Des remises à la carte

Par ailleurs, les politiques de remises ne sont pas codifiées, ce qui ouvre en grand la porte des négociations. Ce cas exemplaire n’est pas isolé. Pour sa part, PeopleSoft ne s’intéresse pas à la tête de son client, mais à ses revenus. “Depuis le lancement de PeopleSoft 8, nous avons modifié notre mode de facturation pour fixer nos prix selon un pourcentage du chiffre d’affaires”, indique Christophe Letellier, PDG de PeopleSoft France. La raison de ce changement : la nouvelle architecture 100 % web du progiciel de gestion intégré, qui délaisse ainsi le mode client-serveur traditionnel. “Les entreprises peuvent désormais ouvrir notre application à l’ensemble de leurs partenaires si elles le souhaitent.
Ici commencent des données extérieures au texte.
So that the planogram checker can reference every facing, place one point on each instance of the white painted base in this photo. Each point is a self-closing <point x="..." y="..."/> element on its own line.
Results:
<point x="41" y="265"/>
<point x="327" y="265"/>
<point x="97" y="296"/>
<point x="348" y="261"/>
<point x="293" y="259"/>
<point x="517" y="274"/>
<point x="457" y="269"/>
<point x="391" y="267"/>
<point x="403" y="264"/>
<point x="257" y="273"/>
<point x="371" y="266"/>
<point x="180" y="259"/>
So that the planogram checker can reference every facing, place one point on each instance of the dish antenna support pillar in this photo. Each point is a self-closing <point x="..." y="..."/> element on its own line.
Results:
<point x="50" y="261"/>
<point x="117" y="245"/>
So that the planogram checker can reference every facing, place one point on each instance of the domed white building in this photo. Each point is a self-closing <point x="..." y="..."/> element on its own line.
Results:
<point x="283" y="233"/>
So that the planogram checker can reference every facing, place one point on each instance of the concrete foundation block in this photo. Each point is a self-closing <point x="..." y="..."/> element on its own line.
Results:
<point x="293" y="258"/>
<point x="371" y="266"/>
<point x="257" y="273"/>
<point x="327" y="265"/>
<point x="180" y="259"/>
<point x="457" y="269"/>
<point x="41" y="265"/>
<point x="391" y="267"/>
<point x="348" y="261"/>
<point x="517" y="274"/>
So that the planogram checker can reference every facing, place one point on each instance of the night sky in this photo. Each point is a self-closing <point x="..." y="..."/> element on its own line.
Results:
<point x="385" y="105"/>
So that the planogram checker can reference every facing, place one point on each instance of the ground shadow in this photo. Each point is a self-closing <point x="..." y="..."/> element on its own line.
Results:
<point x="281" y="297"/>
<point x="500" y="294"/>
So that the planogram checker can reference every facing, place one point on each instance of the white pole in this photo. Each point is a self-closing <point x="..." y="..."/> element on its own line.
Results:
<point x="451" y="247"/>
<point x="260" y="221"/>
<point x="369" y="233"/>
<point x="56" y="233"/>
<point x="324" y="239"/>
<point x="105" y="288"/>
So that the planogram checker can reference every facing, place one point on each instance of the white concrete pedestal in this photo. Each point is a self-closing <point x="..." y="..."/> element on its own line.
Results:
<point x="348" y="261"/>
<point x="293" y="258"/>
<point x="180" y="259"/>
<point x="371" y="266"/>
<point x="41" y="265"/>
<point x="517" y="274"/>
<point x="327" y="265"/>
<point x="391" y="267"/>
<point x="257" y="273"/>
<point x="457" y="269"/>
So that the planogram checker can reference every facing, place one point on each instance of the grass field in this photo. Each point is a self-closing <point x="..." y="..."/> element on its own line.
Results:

Nos prix deviendraient donc inabordables si nous appliquions un tarif à l’utilisateur”, poursuit-il. Selon lui, les pourcentages appliqués par PeopleSoft sur le chiffre d’affaires se situent en règle générale entre 0,1 et 0,5 %. L’éditeur refuse cependant de communiquer les variables qui lui permettent de les établir. Chaque année, PeopleSoft revoit en effet le chiffre d’affaires de son client. Aucune clause des contrats de PeopleSoft ne prévoit cependant de baisser le prix du logiciel en cas de diminution des revenus de ses clients.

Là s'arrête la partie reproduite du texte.